私は、1998年6月に山口大学に赴任し、98/後期に「エネルギー・環境技術と経済学」を大学院生と社会人に教えている。私の講義では、すべてのエネルギ・環境機器に値段をつけて授業している。環境問題を考える時、コスト (経済性) 抜きに物事を考えると、全く不合理な結論に到ることがあるからである。一番いい例が、プラスチックのリサイクルである。1998年に「容器包装リサイクル法」が施行されて、PETボトル、PE(ポリエチレン)、PP(ポリプロピレン)などのプラスチックは、マテリアルリサイクルされるべきであるとした。燃すのはサーマルリサイクルであるが、やむを得ない場合を除いて、避けるべきだとしたのである。 環境プラントの開発に長年携ってきた自分としては、マテリアルリサイクルは本当に正しいのかどうかを根本から考えてみたいと思った。まず、直感的に奇異に感ずるのは、廃プラスチックのリサイクルのコスト、即ち引き取り価格が1トンあたり5万円から8万円という事である。実際は、引き取ってもらうのにお金を払うのだからマイナス8万円ということになる。現在、原油1トンは1万円なのである。石油化学の原料となるナフサでも1トンが2万円以下なのである。廃プラスチックにトン当り8万円のコストを掛けて、1万円のものにリサイクルするのに意味があるのか? というのが根本的な疑問であり、環境に携っている人ならば、どうしても答えなければならないことである。きれいごとで 「プラスチックは貴重な材料だから、リサイクルしましょう」 では、答えになっていないのである。
石油は古代の植物が地熱と圧力で変成して生成したものであるが、19世紀後半から石油化学工業が興り、エネルギー源および化学原料として広く利用されるようになった。原油は精製により重油、ジェットオイル、軽油 (ディーゼル油)、灯油、ガソリン、ナフサ、LPGになるが、化学原料となるナフサ以外はすべて最終的には燃焼してしまう。石油全留分のうち約14%が化学原料として利用され、水素、アンモニア、メタノール、ポリエチレン、ポリプロピレン、ポリスチレン、PET(ポリエチレンテレフタレート)、ナイロン、塩ビ、テトロンなどの合成原料となる。プラスチックと呼ばれる有機高分子は、その透明性、伸展性、撥水性、強度などの優れた機能のため、食品の包装など日常生活に広く使われている。PEは、ナフサのクラッキング → エチレン → ポリエチレン → PEフィルムの順で作られるが、PE 1kg作るのに約3kgのナフサが必要である。このシリーズを値段でみると、1998年10月の日経新聞によれば、石油12円/kg、ナフサ14円/kg、エチレン57円/kg、ポリエチレン135円/kg、PEフィルム 130円/リットルである。
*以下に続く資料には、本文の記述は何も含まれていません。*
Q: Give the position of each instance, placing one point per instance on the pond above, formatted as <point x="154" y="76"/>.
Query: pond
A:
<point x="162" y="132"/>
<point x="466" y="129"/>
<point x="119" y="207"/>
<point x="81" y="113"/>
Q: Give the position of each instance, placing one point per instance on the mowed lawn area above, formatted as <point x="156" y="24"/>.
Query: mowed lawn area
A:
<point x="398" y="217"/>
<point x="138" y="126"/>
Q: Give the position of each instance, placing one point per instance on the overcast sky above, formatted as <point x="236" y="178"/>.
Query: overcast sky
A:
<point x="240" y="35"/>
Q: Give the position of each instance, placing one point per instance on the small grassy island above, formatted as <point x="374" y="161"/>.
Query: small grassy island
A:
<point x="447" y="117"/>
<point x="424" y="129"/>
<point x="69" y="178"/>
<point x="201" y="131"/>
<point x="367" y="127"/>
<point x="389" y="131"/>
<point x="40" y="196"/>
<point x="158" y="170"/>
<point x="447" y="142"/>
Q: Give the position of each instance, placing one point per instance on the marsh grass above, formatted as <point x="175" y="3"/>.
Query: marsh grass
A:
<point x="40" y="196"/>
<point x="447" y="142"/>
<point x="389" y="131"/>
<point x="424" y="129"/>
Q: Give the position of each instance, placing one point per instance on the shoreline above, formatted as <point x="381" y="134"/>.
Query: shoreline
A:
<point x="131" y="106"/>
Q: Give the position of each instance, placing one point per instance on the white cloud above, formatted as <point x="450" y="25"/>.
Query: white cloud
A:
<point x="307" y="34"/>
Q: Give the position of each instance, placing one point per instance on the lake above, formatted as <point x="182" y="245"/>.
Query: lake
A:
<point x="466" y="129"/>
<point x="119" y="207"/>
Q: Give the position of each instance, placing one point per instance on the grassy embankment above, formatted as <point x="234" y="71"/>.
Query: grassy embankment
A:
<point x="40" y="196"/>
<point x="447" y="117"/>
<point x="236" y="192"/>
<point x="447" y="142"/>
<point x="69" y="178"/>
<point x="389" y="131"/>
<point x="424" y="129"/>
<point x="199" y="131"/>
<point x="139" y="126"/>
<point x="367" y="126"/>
ナフサからのエチレンの収率を1/3としてあるが、図で表示すると以下のようである。
ポリエチレンは135円/kgの価値を持っているが、PEフィルムは使用済みとなったとたんに、その価値はマイナスとなる。即ち、廃棄物業者に引き取ってもらうためには、1kg当り80円支払わねばならない。使用済みのPEから重油並みの燃料油を得ることは技術的に可能である。しかしそれには、きれいなPEが原料であっても20−50円のプロセス代必要なことは、化学プラントをやった人なら誰でも知っている。
PEのマテリアルリサイクルに20円乃至50円のプロセス代をかけるということは、それに相当するエネルギーを消費するということである。PEから12円/kgの重油を作ることは、意味がないどころか、環境に余分の負荷をかけたことになるのである。ポリエチレンには、まだ燃料として役に立つ余命が残っている。ポリエチレンは、石炭類似の化学式を持ち、発熱量が高いから、石炭並みに燃すことが出来る。それを使い切ることが、PEの有効利用なのである。PEを埋め立てたり、マテリアルリサイクルすることは「モッタイナイ」のである。
それでも「大切なポリマーは、リサイクルすべきである」と言い張る人には、私はこう言うことにしている「古い食パンが1枚あり、犬、鶏の餌にすることが出来る。しかし人間の食べる新しい食パンに戻そうとすると、新しい食パン2枚分のエネルギーが必要です。それでも貴方は、古いパンをリサイクルさせたいのですか?」。それでもなお「石油がもっと高くなれば、リサイクルするようになるでしょう」という人には、私は「57才の男性が川で溺れているとしましょう。貴方は彼を助けるために、20才の若者2人を犠牲にしますか?」と言うことにしています。